September 18, Friday. The proclamation suspending the privilege of the writ of habeas corpus has been generally well received. I have never feared the popular pulse would not beat a heathful response even to a stringent measure in these times, if the public good demanded it.
At the Cabinet-meeting Chase inquired of Seward how he and the Secretary of the Navy got on with the English ironclad rams. Seward treated the matter lightly and turned the conversation aside skillfully, I thought, for I was interested in the question. No one could do this more adroitly than he. On returning from the Cabinet I found upon my table two letters received by the noon mail, one from Consul Dudley of Liverpool of the 5th and one from Consul Cleveland at Cardiff of the 3rd, both private, but each warning me, earnestly, that the English government manifested no intention to detain these vessels, and expressing their belief that they will be allowed to leave.
I went directly to the State Department with these letters, which I read to Seward, and reminded him of our conversation in August when he quieted my apprehension so far that I left Washington to visit the navy yards, by assurances which he had received that we should not be disturbed by these formidable vessels.
He answered very pleasantly that he remembered the interview and the assurances he gave me, and seemed not the least disturbed by the information of threatened danger. On the contrary he appeared gratified and self-satisfied. After a remark or two of assumed indifference, he saw I was in earnest and not to be put off with mere words. He suddenly asked if I was a mason. I replied I was, but this was a matter of public concern. He said he wanted to tell me a secret which I must not communicate to any living person, and he should be unwilling to tell it to me on other consideration while things were in their present condition. He must enjoin upon me especially not to tell the President, nor let him know I had been informed, for he should himself probably let the President have the fact which he was about to disclose to me. “You must promise me,” said he, ” that you will neither communicate nor talk about it.”
I said that any matter thus communicated I should not be likely to repeat, but I must necessarily talk about these rams and communicate with others concerning them, —it was my business and duty to do it. I had come to him to talk about them, and I must, from the information I had, some of which I had just submitted, take action unless I had something from him to justify my abstaining to move.
He had a hesitating and inquiring look. “If,” said he, “England lets these vessels out we must let loose our privateers.”
This I had repeatedly said on previous occasions, and I now fully concurred, but I had delayed extra efforts in consequence of his assurances, and we are in no condition for these troubles. We must act, and with promptness and energy, unless he had something to say as a preventive.
“Well, they won’t come out,” said he. “The English Ministry are our friends with the exception of the chief. His course and conduct are execrable, and with his organ are damnable. I don’t know,” continued S., “what he, the premier, means. For certain reasons they gave out on the 4th of November that the government could do nothing to prevent the rams from coming out. On the 5th of November, the next day, they gave us assurances they should not come out. They will be retained in port, but you must not know this fact, nor must any one else know it. Mr. Adams is not aware of it. No one but you and the President and I must know it here, and it is best that he should not know that you know it.”

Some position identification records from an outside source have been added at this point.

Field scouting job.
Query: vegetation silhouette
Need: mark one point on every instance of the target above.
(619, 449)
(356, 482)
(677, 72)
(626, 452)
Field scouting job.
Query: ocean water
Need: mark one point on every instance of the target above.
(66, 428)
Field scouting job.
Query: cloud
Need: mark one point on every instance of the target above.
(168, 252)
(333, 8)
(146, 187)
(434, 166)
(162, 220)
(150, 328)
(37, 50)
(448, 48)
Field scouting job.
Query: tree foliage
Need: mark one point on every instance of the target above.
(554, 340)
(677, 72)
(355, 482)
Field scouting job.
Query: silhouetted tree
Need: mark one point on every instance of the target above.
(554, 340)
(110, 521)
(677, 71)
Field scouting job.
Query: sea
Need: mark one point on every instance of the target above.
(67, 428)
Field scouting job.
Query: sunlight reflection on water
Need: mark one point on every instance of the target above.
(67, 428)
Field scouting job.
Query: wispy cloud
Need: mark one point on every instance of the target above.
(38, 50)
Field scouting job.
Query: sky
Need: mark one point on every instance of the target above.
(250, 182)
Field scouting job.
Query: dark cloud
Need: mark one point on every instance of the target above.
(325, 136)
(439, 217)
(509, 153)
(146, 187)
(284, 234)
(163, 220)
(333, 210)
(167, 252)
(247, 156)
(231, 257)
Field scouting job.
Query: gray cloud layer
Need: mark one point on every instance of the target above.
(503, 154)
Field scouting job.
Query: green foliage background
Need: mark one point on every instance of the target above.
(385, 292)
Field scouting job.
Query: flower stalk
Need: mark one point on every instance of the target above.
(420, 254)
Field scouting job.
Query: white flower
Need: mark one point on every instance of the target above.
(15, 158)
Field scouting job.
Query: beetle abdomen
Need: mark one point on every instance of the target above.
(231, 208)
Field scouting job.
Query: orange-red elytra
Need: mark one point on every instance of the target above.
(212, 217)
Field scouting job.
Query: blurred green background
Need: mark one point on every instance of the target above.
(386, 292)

“Do you mean to say,” I asked, “that this state of facts was communicated to you last November, — nearly one year ago?” “No,” replied he, “did I say November? I meant September. I have dispatches here. I have not read all. I left the Cabinet early, as you observed.”
After some farther remarks, some additional injunctions, assurances that no member of the Cabinet knew or must be allowed to know anything on the subject, — there was a necessity that I should be informed, but yet appear to the world as if I were not informed, — some allusions to the Emma, recently captured and taken into service, our interview terminated. Before leaving, however, he expressed a wish that we had a fast steamer off Brest to capture the Florida, without recollecting that neither of our good neutral friends of England and France will allow us to coal or remain in port over twenty-four hours.
The information thus given in confidence relieves me of much labor and anxiety, yet I am not without some anxiety. I dislike this mystery, this reticence towards our colleagues in the government. Should the English fail us, or Seward find it convenient under a calamitous condition of affairs to deny what he has told me, or claim that he was misunderstood, I could not escape censure and condemnation. There is no record or writing in my possession. I have, on verbal, confidential assurances, omitted to take precautionary measures, which, without those assurances, I should have taken, and it was my duty to take, last August and now. If the rams come out and damage us, the denunciations against me will be severe, and I am without remedy but must bear the odium of neglect and inaction, for I cannot make public what has been told me.
The Emma was not a naval capture. She was taken by the Arago, an army transport, and was purchased under order of the court by the Navy. Her Majesty’s representative is pressing the question of sale to the Navy of this vessel, captured by an army transport, for a purpose.